I mean it when I say that anyone sympathetic to these terrorists involved in that attack must be out of their minds. They cannot even recognize the fact that these men are already docketed by the Obama administration as potential violators of a grave American criminal statute which by every indication might end up, upon their conviction, permanently criminalising their lives in this country. Papa Faal in particular has already admitted his guilt in committing the crime against the government and people of The Gambia and of course for violating a cardinal criminal code in the USA. And I cannot see how Alagie Saidy Barrow, the person identified in the FBI investigation report as the key agent in charge of the logistics including the purchasing, shipping and receiving the assault weapons smuggled from the USA to The Gambia, will wriggle out of his troubles.
Nevertheless, we know that the justice system in the USA could sometimes deliver very embarrassing or downright controversial verdicts, especially when it comes to criminal indictments relating to seemingly prejudicial attributes, typical example of which was the overwhelming expectation but eventual disappointment of most Americans who thought that the New York police officers who put Eric Gardner of Stanton Island on a fatal chokehold were at least going to be charged with some form of criminal conduct, but were not, regardless of the presence of all the good evidence.
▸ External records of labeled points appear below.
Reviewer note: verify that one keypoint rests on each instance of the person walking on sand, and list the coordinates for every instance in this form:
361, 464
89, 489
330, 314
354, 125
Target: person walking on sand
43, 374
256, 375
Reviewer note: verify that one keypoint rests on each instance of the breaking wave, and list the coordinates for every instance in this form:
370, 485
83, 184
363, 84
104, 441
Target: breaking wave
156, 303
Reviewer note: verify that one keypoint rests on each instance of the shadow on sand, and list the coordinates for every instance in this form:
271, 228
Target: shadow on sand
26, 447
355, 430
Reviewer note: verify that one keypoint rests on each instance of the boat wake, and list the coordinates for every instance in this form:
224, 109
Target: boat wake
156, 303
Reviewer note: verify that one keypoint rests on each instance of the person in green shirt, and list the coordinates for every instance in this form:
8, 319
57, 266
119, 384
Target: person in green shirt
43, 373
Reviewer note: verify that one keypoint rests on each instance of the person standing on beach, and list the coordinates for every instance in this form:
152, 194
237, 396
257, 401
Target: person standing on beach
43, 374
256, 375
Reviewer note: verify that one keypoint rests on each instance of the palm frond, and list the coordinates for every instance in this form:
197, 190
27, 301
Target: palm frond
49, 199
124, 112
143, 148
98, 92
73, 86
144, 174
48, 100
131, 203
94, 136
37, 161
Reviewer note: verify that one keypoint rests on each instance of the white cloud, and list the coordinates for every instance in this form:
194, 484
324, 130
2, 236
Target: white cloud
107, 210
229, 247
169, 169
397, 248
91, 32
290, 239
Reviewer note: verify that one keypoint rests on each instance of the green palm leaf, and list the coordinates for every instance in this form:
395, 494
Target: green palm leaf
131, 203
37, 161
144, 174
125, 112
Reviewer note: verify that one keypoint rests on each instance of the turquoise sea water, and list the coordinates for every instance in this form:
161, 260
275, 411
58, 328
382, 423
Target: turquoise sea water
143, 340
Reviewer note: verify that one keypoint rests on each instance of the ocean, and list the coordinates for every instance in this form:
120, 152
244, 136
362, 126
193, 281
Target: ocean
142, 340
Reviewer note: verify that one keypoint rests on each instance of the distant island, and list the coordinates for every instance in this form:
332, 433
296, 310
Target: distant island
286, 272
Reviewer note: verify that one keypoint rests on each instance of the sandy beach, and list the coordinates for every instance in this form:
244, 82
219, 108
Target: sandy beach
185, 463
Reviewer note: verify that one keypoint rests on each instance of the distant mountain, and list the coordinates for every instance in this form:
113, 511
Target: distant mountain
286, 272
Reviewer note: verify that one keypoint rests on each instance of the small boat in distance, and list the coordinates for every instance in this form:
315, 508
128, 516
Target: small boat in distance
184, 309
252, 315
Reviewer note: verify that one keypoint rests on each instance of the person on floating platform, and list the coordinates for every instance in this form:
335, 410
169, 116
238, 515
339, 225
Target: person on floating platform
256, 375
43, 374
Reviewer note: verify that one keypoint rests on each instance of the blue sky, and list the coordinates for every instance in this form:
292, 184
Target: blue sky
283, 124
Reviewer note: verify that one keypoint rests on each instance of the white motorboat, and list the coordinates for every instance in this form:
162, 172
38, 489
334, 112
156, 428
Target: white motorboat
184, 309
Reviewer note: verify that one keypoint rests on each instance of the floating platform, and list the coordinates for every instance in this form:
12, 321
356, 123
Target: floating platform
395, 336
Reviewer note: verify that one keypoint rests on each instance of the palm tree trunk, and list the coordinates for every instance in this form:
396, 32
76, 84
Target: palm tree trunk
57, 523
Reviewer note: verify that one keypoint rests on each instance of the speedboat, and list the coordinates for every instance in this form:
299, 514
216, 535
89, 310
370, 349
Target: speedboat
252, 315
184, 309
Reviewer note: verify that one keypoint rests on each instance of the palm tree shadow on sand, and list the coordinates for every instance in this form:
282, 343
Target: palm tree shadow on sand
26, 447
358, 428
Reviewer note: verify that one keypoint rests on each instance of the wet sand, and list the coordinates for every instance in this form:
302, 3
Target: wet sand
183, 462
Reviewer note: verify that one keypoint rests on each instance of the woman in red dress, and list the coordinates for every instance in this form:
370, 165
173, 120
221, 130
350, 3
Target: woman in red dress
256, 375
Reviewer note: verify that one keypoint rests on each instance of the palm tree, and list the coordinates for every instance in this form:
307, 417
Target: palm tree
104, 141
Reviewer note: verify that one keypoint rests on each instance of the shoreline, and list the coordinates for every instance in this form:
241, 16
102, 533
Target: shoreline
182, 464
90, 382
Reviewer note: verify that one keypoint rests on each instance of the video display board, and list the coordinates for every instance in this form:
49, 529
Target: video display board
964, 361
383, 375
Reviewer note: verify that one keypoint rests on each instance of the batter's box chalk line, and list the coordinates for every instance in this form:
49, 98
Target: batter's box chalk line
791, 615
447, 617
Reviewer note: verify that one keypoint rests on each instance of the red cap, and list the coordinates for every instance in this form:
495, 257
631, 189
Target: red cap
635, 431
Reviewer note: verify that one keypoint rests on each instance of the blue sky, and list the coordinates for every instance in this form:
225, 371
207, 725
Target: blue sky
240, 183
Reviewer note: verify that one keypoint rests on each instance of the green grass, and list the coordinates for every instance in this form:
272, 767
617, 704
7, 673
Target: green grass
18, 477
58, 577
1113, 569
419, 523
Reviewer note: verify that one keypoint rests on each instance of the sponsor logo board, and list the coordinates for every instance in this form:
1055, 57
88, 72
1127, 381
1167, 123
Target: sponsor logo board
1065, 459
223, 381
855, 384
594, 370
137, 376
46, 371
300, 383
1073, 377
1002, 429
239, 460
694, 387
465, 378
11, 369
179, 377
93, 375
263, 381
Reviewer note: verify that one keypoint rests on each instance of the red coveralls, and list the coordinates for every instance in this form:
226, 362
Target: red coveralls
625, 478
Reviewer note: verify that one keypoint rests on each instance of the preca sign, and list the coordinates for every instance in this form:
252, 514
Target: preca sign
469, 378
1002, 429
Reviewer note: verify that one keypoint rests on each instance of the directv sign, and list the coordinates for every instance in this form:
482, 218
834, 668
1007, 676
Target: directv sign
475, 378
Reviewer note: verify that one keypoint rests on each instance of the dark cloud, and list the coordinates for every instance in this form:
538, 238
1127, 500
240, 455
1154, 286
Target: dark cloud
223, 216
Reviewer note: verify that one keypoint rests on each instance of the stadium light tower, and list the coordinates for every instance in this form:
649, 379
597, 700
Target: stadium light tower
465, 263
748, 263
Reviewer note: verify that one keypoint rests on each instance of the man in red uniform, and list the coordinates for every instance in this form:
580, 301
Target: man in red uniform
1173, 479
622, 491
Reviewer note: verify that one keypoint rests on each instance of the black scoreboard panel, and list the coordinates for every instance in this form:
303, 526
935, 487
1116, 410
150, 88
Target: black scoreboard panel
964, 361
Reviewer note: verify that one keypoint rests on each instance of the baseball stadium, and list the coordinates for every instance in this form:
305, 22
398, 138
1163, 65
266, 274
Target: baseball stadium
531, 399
I am talking about the incident caught on tape where Gardner, suspected of illegally peddling cigarettes in the streets was strenuously crying for lack of air through his windpipe while being choked and forcefully pinned down on the ground by Officer Pantaleo and his team members until he died, only for a grand jury to later rule it as non-criminal, triggering nation-wide protests in America. That was not the first and last of such incidents where the inferior who happened to be in these cases black males under suspicion of committing unspecified or often very minor crimes were subjected to unwarranted treatments by white police officers culminating to their deaths with the “perfect” American laws being sadly compromised by unscrupulous lawmakers. Derek Williams a 22-year-old black suspect in Milwaukee on July 2011 was another case captured on tape where the young man suspected of theft and being handcuffed behind a police cruiser pleaded for help while slowly losing his breath until he died without being taken seriously by the white cops in charge. It had to take another public outcry for the initial negative outcome of the case to be readdressed for proper justice. Another example was that of Rodney King’s brutal beating in March 1991 which the public had to go on rampage before justice was finally done irrespective of the insurmountable evidence surrounding the case from the start.
I had to refer to these incidents before elaborating on my topic for two main reasons: (1) that the American justice system with all the hype about its perfection could at times prove so inadequate or out of order that even the most law abiding would question its general trustworthiness. (2) That when it comes to cases leaning towards prejudicial attributes as in the way I view the attack on the African nation of The Gambia by mainly soldiers recruited and trained by the US Army, that there could be the possibility corruptible lawmakers deliberately ruling in favor of the offenders instead of the offended.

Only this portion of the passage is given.